Vor 100 Tagen ist Jan Richter zum Dreileber Ortsbürgermeister gewählt worden. Im Volksstimme-Interview blickt er zurück.

Von Detlef Eicke 22.08.2016, 01:01

 

Volksstimme: Herr Richter, Sie sind seit drei Monaten Dreilebens Ortsbürgermeister. Lange Zeit gab es eine Hängepartie und die Besetzung dieses Amtes. Was hat Sie bewogen, sich als quasi Neu-Dreilebener um diese Funktion zu bewerben?

Jan Richter: Die Unentschlossenheit der Einwohner Dreilebens hat mich bewogen, mich zur Wahl zu stellen. Schon kurz, nachdem ich hergezogen war, fielen mir etliche kleine ‚Baustellen‘ im Dorf auf, die mit etwas Gemeinsinn leicht zu beheben wären. Ich kannte bis dato nur wenige Dreilebener, welche mir jedoch zutrauten, den Ort wieder auf Kurs zu bringen und für alle Einwohner zu einem lebendigen Dorf in der Region zu machen. Ich denke, dass ich durchaus Einiges bewegen kann und auch die Energie dazu habe. Politische Ambitionen stecken jedenfalls nicht dahinter.

Sie sind aus der pulsierenden Metropole Berlin in den Landkreis Börde gezogen. Was verschlägt einen Hauptstädter ins doch eher beschauliche Dreileben?

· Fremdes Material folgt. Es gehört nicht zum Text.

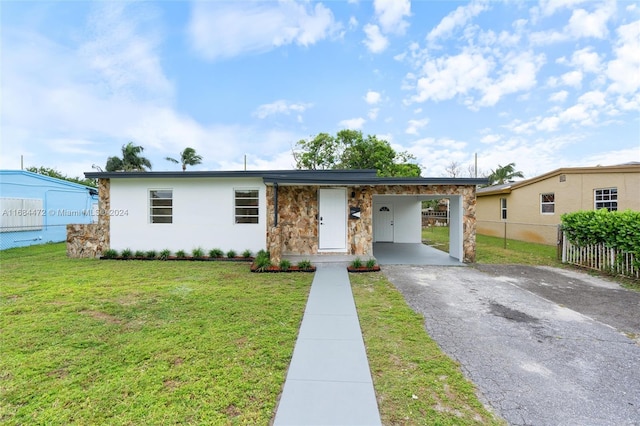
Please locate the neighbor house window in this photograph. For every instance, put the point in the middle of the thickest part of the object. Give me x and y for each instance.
(606, 199)
(247, 205)
(161, 206)
(548, 203)
(503, 208)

40 Jahre Rock‘n‘Roll zollen ihren Tribut. Ich war auf der Suche nach einer Immobilie, um zwischen meinen Jobs die Ruhe genießen zu können und wurde durch Zufall auf den Kindergarten in Dreileben aufmerksam. Das Angebot war gut und die Abwicklung unkompliziert. Da ich deutschlandweit arbeite, hatte der Kindergarten für mich die perfekte Lage und so wurde es Dreileben.

Lassen Sie bitte die 100-Tage-Amtszeit Revue passieren: Wenn Sie Ihre Einarbeitungszeit bewerten, wie fällt dann Ihr Fazit aus?

Ich wurde sprichwörtlich in das ‚kalte Wasser‘ geworfen. Bis hierher war ich erst einmal damit beschäftigt, das verstaubte Gemeindebüro von überflüssigen Akten aus den 1980er und 1990er Jahre zu befreien, Ordnung zu schaffen und kleinere Projekte anzuschubsen. Ohne Mitwirken der örtlichen Bevölkerung haben sich in den letzten 20 Jahren viele Abläufe verselbstständigt, von daher liegt noch ein anstrengender Weg vor uns. Aber wie ich schon vorher gesagt habe: Ich bin unbequem und bleibe es.

Ein Dorf lebt auch immer ein Stück weit von Gemeinsamkeiten. Wie beurteilen Sie die Zusammenarbeit zwischen Ihnen, Ortschaftsrat und Dorfgemeinschaft?

Es mag nach knapp zwei Jahren, die ich nun hier bin, vermessen klingen, aber ich konnte bisher noch kaum Gemeinsamkeiten im Dorf ausmachen. Momentan gibt es noch zu wenige, die sich aktiv engagieren, um die Lebensqualität im Ort nach der Fusion mit Wanzleben wieder zu verbessern. Leider unterliegt der Mut, anzupacken und wirklich etwas zu bewegen, noch zu oft einer sehr tief verwurzelten Resignation. Ursache dafür könnte unter anderen das mangelnde Selbstvertrauen im Ortschaftsrat sein, eigene Ideen auch gegen Widerspruch aus den eigenen Reihen zu verfechten und als gutes Vorbild voran zu gehen.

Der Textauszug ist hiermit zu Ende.